KaleidoScoops
- Type: Co-operative
- Industry: Retail
- Founded: 1999; 27 years ago
- Headquarters: Alabama, United States
- Number of locations: 2
- Area served: United States
- Products: Ice cream

= KaleidoScoops =

American chain of ice cream shops

KaleidoScoops is an American chain of ice cream shops. It was founded in 1999 by a co-operative of former Baskin-Robbins franchisees after the termination of their franchises. The chain now only has 2 locations. One in Glenwood Springs, Colorado; The other in Carlsbad, New Mexico.

==Company history==
KaleidoScoops was formed in 1999 by several former Baskin-Robbins franchisees after the latter company terminated approximately 200 domestic franchisee agreements in Southern markets they deemed "nonstrategic." Over forty of the former franchisees united to form the new company, KaleidoScoops, which operates as a cooperative based in Austin, Texas.

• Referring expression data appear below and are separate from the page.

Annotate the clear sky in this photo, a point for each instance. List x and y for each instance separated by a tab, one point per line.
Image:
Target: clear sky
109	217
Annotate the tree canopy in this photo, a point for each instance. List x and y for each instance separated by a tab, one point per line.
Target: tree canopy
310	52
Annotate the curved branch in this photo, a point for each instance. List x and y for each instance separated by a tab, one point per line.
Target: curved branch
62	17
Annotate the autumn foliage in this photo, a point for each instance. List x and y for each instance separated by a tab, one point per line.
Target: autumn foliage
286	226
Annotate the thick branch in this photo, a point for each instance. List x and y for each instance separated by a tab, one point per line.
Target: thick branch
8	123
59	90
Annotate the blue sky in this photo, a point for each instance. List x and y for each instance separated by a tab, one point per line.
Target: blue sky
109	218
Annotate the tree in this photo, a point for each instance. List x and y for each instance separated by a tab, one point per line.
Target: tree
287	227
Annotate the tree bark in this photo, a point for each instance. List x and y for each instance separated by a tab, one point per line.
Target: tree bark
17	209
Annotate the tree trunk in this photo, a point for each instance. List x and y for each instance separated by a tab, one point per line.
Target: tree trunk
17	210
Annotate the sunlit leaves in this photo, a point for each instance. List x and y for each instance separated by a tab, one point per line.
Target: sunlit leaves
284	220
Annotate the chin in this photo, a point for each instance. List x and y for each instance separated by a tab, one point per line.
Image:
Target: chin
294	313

These people formed the co-op to improve the quality of the ice cream, lower the cost of overhead and pass the savings on to longtime neighborhood customers.

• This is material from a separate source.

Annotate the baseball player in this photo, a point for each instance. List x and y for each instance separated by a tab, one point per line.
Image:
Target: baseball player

The first stores to be converted experienced an initial drop in sales of about 20 percent. But as customers tried the new ice cream, sales rose above pre-conversion amounts. Between 2000 and 2003, KaleidoScoops doubled in size, with many of its members entering the cooperative with no prior experience owning ice cream shops. These new owners brought in fresh perspectives and new ideas to Kaleidoscoops that have allowed the company to expand into 20 states. Kaleidoscoops is still expanding and is still having franchisees convert from other ice cream chains.